11 thoughts on “Forms of Business: Sole Proprietorship, Partnership, Corporation

  1. deuts

    I have a question, which I hope someone from here can answer. What’s the law that requires accounting firms to change their firm name whenever no more partner, whose name was previously included in the firm name, are affiliated or working in the firm (meaning, retired or deceased).

    Moreover, why is it that accounting firms in the Philippines cannot change their firm name to their international affiliates, just like in the case of MDAC (formerly CLMC) to Deloitte, SGV & Co. to Ernst & Young, etc? What’s the difference between the Philippine Law and other laws in Southeast Asia regarding partnership names. Note: Deloitte-Singapore is “Deloitte-Singapore” in Singapore, not just any Chinese partners’ names.



  2. ramonsd

    A,B,C,D,E decided to incorporate their business. A owns 70%, B 15% and the rest 5% each. A and B are co-signatories to the corporate bank account. A wants to be sole signatory as B refuses to affix his signature to any check. Company payables are mounting. C,D, and E can no longer be found.

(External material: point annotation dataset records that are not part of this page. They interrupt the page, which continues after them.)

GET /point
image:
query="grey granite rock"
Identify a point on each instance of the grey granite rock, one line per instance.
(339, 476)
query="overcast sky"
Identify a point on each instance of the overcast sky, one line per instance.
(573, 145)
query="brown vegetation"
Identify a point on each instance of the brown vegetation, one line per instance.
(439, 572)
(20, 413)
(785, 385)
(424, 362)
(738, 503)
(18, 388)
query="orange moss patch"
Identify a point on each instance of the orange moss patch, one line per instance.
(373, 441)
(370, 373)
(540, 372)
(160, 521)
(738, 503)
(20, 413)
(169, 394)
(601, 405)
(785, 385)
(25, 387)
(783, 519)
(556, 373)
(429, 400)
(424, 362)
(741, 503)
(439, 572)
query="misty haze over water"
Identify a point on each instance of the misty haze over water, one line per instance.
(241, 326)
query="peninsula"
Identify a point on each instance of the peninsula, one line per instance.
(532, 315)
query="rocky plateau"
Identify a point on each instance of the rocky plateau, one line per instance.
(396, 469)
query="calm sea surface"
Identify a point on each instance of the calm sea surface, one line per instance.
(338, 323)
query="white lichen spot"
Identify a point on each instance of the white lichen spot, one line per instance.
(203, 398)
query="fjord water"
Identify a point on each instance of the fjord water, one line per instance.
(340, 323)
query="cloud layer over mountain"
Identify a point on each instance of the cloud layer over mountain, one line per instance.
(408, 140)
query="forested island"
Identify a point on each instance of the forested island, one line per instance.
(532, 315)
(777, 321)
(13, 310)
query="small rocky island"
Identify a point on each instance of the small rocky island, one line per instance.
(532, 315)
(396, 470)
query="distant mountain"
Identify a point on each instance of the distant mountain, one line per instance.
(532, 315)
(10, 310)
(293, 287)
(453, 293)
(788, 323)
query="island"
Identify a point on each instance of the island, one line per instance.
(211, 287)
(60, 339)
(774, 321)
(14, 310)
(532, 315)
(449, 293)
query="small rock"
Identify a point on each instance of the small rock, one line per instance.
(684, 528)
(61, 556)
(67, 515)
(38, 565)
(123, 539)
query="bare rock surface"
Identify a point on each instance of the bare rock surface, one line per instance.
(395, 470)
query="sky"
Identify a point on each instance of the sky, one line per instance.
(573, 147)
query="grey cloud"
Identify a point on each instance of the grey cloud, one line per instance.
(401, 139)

    Can A unilaterally declare via a board resolution that he alone is the new company signatory? Can he do it without notifying B?

    Assuming the bank accepts the board resolution, can B sue A and the bank? What are their liabilities, if any?


  3. mjsaljf

    just wanna ask about this. my mother is a PO guarantor of Gaisano Malls, and I was wondering if she needs to get a business permit for that. and what type of business does that fall under?

  4. Daphne

    hi sir/maam, im from bacolod…Im just wondering what are the requirements for a sole proprietorship convert to a partnership? And estimate How long will it take to process the partnership? I understand that Securities and Exchange Commission (SEC) nearest to Bacolod is in Iloilo City… Thanks 🙂

  5. miriam

    hope you can help me with this matter
    my business trade name is university snack bar, now does it mean that i may only sell snack products such as biscuits, drinks, burger and the like? or do i have an authority to add other product such as school supplies…?my business permit is registered already as general merchandise…
    thanks and God bless

  6. luchie

    What is the requirement of changing from partnership to single proprietorship? What hould i do first? go to the BIR? or to SEC first? Please help …. thanks in advance?

  7. Julius

    Good evening mam and sir,

    Question lang po sna at sana matulungan nyo po ako. Pumasok po kasi ako s isang business partnership. Ang kapartner ko po ay meron ng existing carinderia business. Niyaya nya po ako mag invest sa knya at nangako po siya na dadagdagn po nya ng egg business para mas malaki ang kita. May kontrata po kmi. Pero mkalipas po ang isang buwan wla p rin pong egg business at nagpa alaman ko n marami po siyang utang. Umamin po siya s akin n nagastos n po nya ang pera dahil pambayad utang at umamin din po cia n kya nya ako kinunvince magbusiness at nid nya po ng assistance dahil nga po s utang pero d nya po yan sinabi nung unang nagbigay po cia ng business proposal sakin. napagconnect connect ko n po, kaya po d matuloy ang egg dealing business po namin ay dahil wla n po pondo. Ano po pede ko gawin para makuha ko po ang 200k ko n pera s knya dahil buhat ng malaman ko po lahat ayaw ko n po ituloy ang negosyo dahil wla n po ako tiwala s knya. Sna matulungan nyo po ako. Thanks

  8. BOBBY

    How do you call a Stockholder/Incorporator who gets his shares of stocks as payment for his knowlege? Where in Corporation Code can I find it? Thanks!

  9. em

    What is the difference in VAT payments between a manpower agency doing business as service contractor and an events and promotions company? Where do we apply the VAT? Is it true that like Advertising companies, application of VAT is on the Agency Service Fee only?

  10. CEO

    I need your expert advice on this.

    We, 1 Filipino, 2 Chinese nationalities (1 resides here but not naturalized Filipino). Their proposal is 35-35-30, which 35% is mine. I understand there is a certain percentage that foreigners can own. What is the best business organization for this set up and what can you say about the shares? They want me to be the Philippine representative as well. Please I need your advice the soonest possible time as we have a general meeting this Tuesday. Thank you so much.